Три раза в неделю она заставляла себя проводить два часа в манеже в «Поло Клаб» на Ривер Окс.

Она быстро обернулась, коснулась своими руками губ Ричарда и направилась к широкой мраморной лестнице с двумя пролетами. Ричард заколебался. Он замер, как бы парализованный. Он почувствовал, что если он ее догонит и обнимет, может быть, это не так уж и плохо кончится... Несмотря на то, что она пила только воду «Виттель» и немного «Кортон-Шарлемань 1947». В трезвом виде Марта не позволяла себе предаваться чрезмерной чувственности. Рассудок ее держал плоть в узде. Постепенно у нее выработалось к мужу своего рода равнодушие, смешанное с презрением, что отбивало у нее всякую охоту заниматься любовью. В начале их брака сила, энергия и грубость Ричарда привлекали ее.
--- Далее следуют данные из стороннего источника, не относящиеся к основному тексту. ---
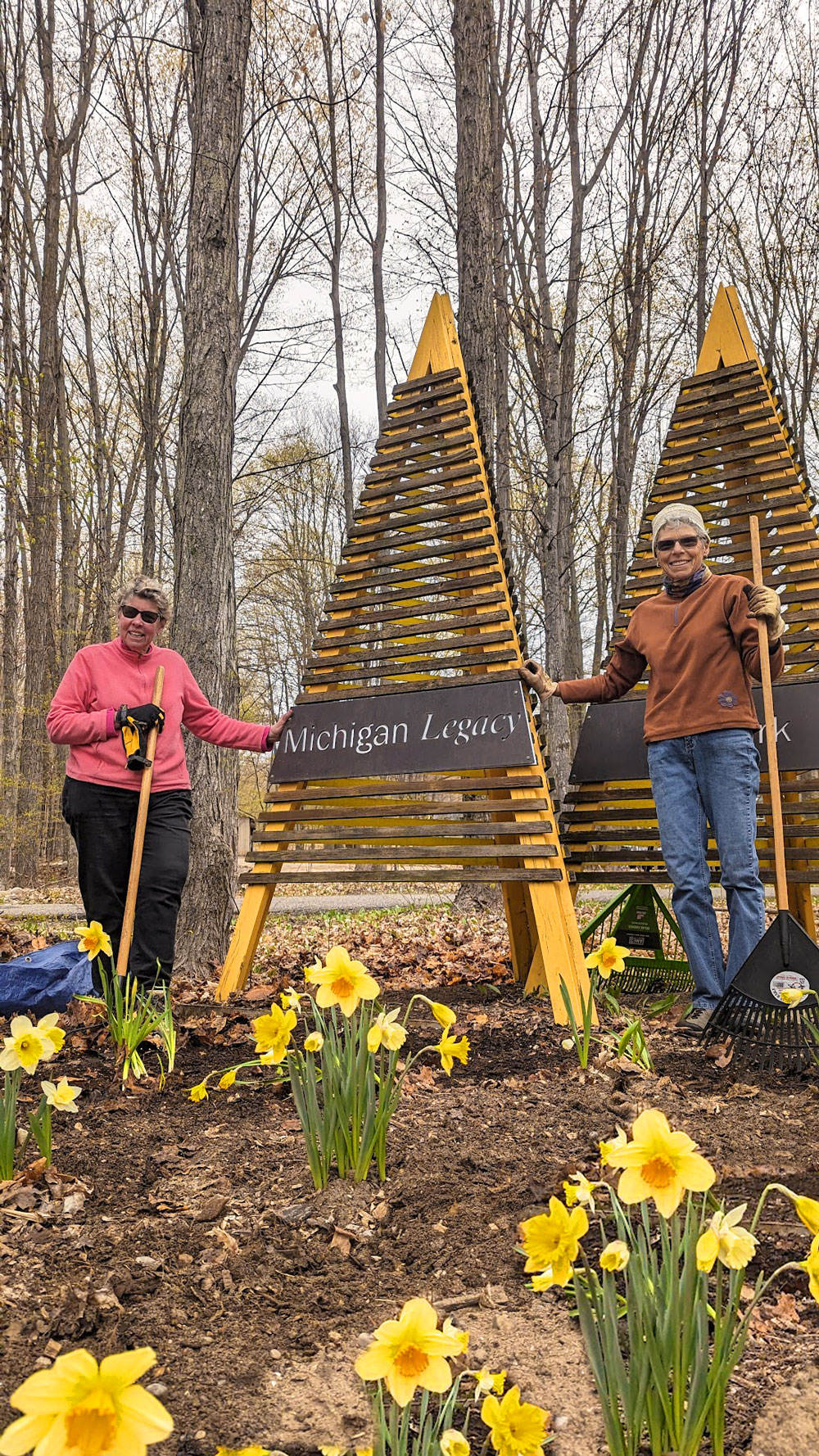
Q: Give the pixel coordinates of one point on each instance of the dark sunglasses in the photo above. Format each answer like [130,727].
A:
[686,542]
[134,612]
Затем она стала сравнивать его со своим отцом...

Во власти внезапного порыва Ричард Кросби сделал по направлению к жене несколько быстрых шагов и догнал ее в тот момент, когда она собиралась подняться по лестнице.

– Марта!

Она обернулась, удивленная интонацией, прозвучавшей в его голосе.

– Что?

Он подошел ближе, обвил руками ее талию и, ни слова не говоря, попытался поцеловать. Она повернула голову и высвободилась; в ее голубых глазах внезапно блеснул гнев.

– Что с тобой? – сухо спросила она. – Я же тебе сказала, что иду спать.

– Сегодня твой день рождения, – тихо сказал он, сдерживаясь, – у меня кое-что есть для тебя...

Он достал футляр, весь вечер пролежавший у него в кармане, и протянул ей. Она не взяла его.

– Поздновато, – сказала она.

В правой руке она все еще держала серьги.

– Тебе отлично известно, что вчера я был в Венесуэле, – защищался Кросби, – я вернулся слишком поздно и до второй половины сегодняшнего дня не мог ничего купить тебе. Эта поездка в Каракас была действительно важной...

Марта с обреченным видом слегка пожала плечами.

– Это неважно, дорогой, папочка позаботился обо мне.

Ярость внезапно захлестнула Ричарда Кросби. Мертвенно побледнев, он крикнул ей в лицо:

– Папочка, папочка! Очевидно, ему больше нечего делать. Твой проклятый папочка родился с проклятой золотой ложкой в своей проклятой пасти. Его единственная проклятая забота – это подписывать проклятые документы для своего проклятого завещания!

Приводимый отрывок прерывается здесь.